Foto: Agência Senado

 Serraglio: prejuízos podem ser ainda maiores.

Por um período de cinco anos, empresas estatais e órgãos públicos atendidos pelas agências de publicidade Lowe, Grottera, Ogilvy, DNA e D+ tiveram prejuízo de pelo menos R$ 90 milhões porque as agências apropriaram-se indevidamente da chamada bonificação de volume (BV), descontos concedidos e que deveriam ser devolvidos às estatais.

A informação é do relator da Comissão Parlamentar Mista de Inquérito dos Correios, deputado Osmar Serraglio (PMDB-PR), com base em dados do Tribunal de Contas da União (TCU) em poder da CPMI. "Esses BVs deveriam ser repassados aos Correios, ao Banco do Brasil, mas foram apropriados pelas agências?, explicou o relator.
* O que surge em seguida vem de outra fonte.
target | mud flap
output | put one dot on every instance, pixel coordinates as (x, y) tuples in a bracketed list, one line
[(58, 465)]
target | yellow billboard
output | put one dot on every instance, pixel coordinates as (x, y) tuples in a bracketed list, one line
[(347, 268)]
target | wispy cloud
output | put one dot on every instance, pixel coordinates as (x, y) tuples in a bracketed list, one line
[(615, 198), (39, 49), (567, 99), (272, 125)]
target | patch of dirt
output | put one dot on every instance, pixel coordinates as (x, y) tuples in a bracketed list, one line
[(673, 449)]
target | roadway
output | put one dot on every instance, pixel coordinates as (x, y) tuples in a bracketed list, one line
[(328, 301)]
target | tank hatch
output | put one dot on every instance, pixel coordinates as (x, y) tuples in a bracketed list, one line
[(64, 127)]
Serraglio disse que vai, em um primeiro momento, pedir informações contábeis às agências, e que, se essas informações forem suficientes, não pedirá a quebra dos sigilos bancário e fiscal das empresas. Mas ressaltou a necessidade de conferir os dados do relatório do TCU com as informações contábeis das agências de publicidade. O relator ressaltou que essa pode ter sido uma das fontes que abasteceram o chamado "valerioduto".

"Não sabemos se há uma só origem que alimentou maciçamente ou se os recursos foram pulverizados, de várias origens. Com certeza uma delas é essa, dos bônus que foram apropriados pelas agências e que não pertenciam a elas", enfatizou. O deputado comentou ainda as informações do relator da CPI do Mensalão, deputado Ibrahim Abi-Ackel (PP-MG), de que o ex-tesoureiro do PT Delúbio Soares teria afirmado que parlamentares do PSB, do PCdoB e do PMDB também teriam recebido recursos de "caixa dois".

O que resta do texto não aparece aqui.